Und, das ist das Überraschende: Es war nicht so albern, wie erwartet. Es ist nicht diese übermenschliche Revolutionstrompete mit der der Stahl gehärtet wurde, es ist eine irgendwie normale, naive Hurra-wir-haben-Ferien-Geschichte. Und so ein Alarm, Stufe 1 über die Strippen ausgelöst, ist auch nicht schlecht. Und sehr berechtigt, wenn zum Beispiel in der Kriwajagasse 34 ein Apfelbaum der Sorte „Goldsaft“ geplündert wird, just vor jenem Haus, das dem Rotarmisten Krjukow gehört. Und natürlich war es wieder diese Bande von diesem Kwakin, diesem Lumpenhund. Aber die kriegen sowas von auf die Mütze, und danach füllen wir wieder dem alten Mütterchen den Wasserbottich, fangen der alten Großmutter die Ziege sein und sorgen dafür, dass das kleine Mädchen aus der Nr. 25 nicht mehr weinen muss. Wer wollte da nicht mitmachen. Wer wollte nicht den anderen helfen, es gibt Schlimmeres.
Irgendwann, es muss in den frühen 60ern gewesen sein, gab es einen richtig kalten Winter, und wir haben, organisiert über die Schule, alten Menschen Essen nach Hause gebracht. Das war kalt und ein wärmendes Gefühl war es auch.
Was an diesem Buch Ideologie ist, das war für den Jungen damals so gut wie nicht wahrnehmbar. Ja, diese Bande der bösen Buben trifft sich in der alten Kapelle, an deren Wand die drohenden Bilder der Apokalypse abblättern. Ob es, fragt Shenja die große Schwester, eigentlich so was wie einen Gott gibt. Ach, sie soll den Unsinn lassen, wird ihr zur Antwort. Und dass die Front, an die die Rotarmisten ziehen, nicht die sowjetische Westfront, also die deutsche ist, noch nicht, weil in diesem Jahr noch die deutsch-sowjetische Freundschaft galt, sondern dass es der Ferne Osten, die Mandschurei war, das hat uns niemand erklärt, es hätte aber nichts geändert.
So wenig wie ich gewusst habe, dass die Timur-Leute, wenn sie die Häuser ihrer Schutzbefohlenen mit einem roten Stern markieren, es ein wenig machen, wie die Juden es machten, damit das Blut der Lämmer sie schütze, wenn der Herr strafend durch die Nacht zieht. Und dass der Timur, unser Held, der Kommissar war, und dieser Kwakin, dieser Lumpenhund, der Ataman, dass verstand sich von selbst. Nicht, dass wir gewusst hätten, was ein Ataman war, irgendwas Böses halt. Und so jagten wir das Pack zum Teufel, General und Ataman.
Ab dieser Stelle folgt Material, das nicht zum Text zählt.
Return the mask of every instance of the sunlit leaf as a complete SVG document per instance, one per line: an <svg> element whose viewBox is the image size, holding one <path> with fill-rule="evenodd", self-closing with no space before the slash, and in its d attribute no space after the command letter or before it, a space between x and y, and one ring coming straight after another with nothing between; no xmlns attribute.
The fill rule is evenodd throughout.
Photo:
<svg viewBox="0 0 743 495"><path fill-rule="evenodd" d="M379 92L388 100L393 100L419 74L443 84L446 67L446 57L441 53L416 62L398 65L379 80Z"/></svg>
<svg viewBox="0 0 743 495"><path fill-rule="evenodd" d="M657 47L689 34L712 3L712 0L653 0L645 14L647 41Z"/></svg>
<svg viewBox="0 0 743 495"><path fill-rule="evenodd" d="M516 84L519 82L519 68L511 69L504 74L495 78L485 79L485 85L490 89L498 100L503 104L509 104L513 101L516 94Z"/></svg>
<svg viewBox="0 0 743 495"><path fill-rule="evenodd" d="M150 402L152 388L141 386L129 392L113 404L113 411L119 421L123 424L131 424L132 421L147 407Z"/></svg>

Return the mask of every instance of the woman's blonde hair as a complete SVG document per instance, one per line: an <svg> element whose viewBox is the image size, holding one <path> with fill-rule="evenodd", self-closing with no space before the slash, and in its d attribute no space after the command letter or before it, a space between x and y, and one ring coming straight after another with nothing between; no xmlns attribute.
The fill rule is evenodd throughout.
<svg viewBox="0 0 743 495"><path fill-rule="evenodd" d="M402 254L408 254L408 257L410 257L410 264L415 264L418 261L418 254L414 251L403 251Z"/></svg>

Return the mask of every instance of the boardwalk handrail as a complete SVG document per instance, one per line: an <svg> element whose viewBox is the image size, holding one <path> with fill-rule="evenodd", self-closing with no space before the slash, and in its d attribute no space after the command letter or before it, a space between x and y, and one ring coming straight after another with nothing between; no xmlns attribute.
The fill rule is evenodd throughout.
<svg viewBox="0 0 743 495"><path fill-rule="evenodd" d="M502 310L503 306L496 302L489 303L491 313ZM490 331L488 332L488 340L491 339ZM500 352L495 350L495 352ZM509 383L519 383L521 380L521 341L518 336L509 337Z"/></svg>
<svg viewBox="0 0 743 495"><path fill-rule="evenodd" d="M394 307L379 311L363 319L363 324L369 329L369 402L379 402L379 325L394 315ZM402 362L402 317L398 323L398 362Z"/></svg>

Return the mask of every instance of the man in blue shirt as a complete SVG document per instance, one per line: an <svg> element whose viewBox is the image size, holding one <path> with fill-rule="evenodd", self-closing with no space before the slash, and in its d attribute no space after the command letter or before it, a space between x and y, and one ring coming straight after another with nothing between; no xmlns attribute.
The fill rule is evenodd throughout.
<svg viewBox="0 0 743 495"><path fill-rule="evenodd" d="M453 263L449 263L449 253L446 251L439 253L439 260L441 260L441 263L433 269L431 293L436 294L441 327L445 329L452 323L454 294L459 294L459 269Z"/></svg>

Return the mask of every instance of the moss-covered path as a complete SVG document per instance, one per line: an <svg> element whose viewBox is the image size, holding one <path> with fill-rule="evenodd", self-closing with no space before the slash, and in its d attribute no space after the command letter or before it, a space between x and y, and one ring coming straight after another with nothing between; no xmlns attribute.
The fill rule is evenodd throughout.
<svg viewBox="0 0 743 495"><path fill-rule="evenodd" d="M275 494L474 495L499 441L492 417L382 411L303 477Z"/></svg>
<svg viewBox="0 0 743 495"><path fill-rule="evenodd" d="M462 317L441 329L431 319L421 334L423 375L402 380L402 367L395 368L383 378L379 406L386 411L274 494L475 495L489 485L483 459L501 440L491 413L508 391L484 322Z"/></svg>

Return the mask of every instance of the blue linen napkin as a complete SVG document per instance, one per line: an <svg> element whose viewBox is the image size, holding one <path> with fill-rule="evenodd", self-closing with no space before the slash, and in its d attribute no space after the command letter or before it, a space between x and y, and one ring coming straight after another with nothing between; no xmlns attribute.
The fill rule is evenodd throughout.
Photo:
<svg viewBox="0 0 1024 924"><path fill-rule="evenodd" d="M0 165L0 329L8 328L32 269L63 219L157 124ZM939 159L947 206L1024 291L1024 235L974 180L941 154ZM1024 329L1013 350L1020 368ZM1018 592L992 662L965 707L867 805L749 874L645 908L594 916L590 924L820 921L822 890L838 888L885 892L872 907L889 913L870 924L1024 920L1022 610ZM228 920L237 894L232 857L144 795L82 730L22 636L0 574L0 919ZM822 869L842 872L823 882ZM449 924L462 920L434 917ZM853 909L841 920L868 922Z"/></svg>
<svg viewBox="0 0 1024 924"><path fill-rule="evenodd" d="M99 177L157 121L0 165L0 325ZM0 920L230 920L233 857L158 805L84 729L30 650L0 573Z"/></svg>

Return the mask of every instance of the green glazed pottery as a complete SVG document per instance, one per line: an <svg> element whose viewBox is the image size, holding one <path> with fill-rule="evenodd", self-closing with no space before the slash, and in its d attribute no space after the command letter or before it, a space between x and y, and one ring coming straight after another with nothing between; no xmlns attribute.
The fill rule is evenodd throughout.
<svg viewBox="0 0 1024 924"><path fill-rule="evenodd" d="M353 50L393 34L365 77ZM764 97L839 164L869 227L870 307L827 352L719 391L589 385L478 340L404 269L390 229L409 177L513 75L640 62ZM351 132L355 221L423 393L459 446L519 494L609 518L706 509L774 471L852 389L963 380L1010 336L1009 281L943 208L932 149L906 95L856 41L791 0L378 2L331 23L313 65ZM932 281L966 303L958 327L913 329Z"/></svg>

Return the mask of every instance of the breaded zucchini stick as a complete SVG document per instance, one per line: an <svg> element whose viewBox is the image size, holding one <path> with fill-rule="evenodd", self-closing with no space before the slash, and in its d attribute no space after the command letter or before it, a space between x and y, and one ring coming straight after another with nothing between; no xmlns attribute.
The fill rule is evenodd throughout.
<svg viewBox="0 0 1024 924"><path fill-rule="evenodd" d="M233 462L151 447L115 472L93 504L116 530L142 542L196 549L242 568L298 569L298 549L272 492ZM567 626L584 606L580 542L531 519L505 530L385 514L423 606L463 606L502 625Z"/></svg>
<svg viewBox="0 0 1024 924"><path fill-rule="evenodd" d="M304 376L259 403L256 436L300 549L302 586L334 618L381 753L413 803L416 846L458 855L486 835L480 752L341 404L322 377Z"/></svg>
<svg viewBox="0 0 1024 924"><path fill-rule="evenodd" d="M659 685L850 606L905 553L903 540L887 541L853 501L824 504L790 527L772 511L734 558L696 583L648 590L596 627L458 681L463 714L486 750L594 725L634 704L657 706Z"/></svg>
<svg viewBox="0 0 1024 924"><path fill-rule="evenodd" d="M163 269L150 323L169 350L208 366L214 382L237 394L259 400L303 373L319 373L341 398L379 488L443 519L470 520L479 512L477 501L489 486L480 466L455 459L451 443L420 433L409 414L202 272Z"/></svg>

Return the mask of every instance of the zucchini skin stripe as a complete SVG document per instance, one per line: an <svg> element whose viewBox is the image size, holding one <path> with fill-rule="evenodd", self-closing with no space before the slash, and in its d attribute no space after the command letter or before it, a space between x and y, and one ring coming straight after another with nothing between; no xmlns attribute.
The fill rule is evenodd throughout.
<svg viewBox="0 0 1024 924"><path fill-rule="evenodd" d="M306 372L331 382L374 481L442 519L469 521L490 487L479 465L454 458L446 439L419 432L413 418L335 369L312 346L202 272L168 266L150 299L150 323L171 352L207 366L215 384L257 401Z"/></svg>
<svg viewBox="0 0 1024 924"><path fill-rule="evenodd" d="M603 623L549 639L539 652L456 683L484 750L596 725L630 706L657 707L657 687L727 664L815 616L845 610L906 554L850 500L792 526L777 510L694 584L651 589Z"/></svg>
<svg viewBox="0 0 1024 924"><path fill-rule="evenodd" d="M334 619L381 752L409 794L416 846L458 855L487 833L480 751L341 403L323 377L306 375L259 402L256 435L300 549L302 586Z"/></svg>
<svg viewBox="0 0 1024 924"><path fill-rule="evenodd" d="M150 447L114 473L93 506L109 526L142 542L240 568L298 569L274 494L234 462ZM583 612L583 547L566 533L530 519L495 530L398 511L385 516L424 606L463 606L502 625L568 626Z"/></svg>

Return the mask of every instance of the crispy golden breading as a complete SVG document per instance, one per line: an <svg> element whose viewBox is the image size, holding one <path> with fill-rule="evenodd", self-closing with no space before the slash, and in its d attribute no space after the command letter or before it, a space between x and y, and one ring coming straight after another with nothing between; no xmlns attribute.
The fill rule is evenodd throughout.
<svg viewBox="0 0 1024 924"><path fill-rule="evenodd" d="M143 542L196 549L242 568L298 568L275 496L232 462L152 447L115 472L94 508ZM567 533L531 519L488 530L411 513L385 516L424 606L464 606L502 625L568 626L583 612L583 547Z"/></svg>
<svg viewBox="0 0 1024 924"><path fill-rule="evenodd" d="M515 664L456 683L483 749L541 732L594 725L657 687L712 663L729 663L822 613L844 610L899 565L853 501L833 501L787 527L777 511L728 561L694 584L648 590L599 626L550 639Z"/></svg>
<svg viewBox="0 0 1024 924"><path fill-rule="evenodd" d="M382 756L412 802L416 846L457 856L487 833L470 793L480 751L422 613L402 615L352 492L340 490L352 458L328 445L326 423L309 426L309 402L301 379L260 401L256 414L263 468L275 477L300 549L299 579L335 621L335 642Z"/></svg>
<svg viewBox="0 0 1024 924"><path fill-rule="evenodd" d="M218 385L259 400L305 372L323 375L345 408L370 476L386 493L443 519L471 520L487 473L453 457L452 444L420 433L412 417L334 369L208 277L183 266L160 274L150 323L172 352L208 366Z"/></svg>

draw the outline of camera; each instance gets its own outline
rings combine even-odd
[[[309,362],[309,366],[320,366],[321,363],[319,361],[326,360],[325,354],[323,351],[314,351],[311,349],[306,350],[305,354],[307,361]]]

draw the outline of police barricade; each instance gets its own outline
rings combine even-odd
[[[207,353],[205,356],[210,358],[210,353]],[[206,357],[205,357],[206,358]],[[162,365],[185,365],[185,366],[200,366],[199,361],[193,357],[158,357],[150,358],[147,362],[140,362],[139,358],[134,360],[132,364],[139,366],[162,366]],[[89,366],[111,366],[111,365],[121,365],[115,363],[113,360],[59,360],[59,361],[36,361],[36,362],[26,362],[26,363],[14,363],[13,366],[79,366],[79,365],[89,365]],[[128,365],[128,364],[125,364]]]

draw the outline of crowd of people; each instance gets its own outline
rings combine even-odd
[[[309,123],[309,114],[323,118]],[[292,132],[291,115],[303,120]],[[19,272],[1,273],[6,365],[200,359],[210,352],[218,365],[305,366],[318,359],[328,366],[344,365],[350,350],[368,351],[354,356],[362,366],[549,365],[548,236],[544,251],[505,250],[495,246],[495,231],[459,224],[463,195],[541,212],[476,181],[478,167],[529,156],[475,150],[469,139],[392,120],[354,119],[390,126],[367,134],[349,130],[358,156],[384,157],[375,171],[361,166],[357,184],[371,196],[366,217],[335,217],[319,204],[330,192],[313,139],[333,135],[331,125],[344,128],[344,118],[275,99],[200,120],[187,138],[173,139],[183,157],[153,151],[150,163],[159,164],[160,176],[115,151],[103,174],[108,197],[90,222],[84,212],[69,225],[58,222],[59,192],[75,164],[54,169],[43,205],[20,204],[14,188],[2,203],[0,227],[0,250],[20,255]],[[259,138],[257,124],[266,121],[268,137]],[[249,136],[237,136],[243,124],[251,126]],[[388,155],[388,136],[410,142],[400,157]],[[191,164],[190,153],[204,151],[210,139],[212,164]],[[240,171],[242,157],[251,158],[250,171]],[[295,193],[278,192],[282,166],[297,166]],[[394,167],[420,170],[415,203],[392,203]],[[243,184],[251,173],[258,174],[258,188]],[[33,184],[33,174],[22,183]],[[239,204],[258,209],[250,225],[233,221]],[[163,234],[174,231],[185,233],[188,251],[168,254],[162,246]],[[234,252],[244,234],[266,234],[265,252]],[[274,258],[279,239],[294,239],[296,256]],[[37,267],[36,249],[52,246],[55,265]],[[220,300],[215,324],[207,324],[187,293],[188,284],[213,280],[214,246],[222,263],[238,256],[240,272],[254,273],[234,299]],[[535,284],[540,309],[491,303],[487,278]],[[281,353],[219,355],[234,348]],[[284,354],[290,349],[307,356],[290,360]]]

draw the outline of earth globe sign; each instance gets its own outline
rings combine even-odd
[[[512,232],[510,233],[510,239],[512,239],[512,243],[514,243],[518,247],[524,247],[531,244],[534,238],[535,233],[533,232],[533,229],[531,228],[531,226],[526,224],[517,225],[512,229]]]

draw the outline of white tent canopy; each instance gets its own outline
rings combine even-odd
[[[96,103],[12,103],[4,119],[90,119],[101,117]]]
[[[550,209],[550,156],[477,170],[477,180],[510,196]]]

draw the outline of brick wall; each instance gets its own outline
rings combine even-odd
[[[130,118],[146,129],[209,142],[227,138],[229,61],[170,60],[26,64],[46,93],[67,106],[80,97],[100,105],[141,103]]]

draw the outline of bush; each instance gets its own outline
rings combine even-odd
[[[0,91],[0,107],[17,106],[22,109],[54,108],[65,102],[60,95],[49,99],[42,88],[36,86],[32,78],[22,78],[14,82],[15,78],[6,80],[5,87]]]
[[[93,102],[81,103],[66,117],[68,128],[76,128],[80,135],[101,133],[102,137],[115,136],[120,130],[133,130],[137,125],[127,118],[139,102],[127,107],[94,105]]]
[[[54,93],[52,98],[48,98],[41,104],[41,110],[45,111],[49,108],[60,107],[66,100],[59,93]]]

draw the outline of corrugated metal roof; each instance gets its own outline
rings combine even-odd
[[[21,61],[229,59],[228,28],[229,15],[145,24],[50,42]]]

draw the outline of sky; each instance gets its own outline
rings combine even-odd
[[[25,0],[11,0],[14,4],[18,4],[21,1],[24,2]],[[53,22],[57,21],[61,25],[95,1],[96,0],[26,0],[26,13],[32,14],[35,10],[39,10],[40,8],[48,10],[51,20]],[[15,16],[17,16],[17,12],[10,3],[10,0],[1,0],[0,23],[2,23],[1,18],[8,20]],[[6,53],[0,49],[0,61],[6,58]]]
Timur, unser Freund, unser Held, trug einen roten Stern auf dem blauen Hemd. Und wie von ungefähr fiel mir da der Titel eines Theaterstückes ein: „Blaue Pferde auf rotem Gras“. Ein Erfolgsstück von Michail Schatrow, ein Tag im Leben Lenins. Viele Jahrzehnte später, ein Renner in der Inszenierung von Christoph Schroth am Berliner Ensemble. Und wie das kleine, harmlose Büchlein von Arkadi Gaidar Ausdruck einer Illusion. Der Illusion, es werde schon alles gut werden mit diesem Sozialismus, wenn sich nur genug ehrliche Menschen darum bemühen. Vielleicht, dass deshalb manchen Büchern auch eine Art von Melancholie eignet, weil darüber Heiner Müller grinst: Optimismus ist Mangel an Information. Im Übrigen habe ich das Buch brav zurückgetragen. Schließlich, ich bin doch kein Lumpenhund, kein Ataman.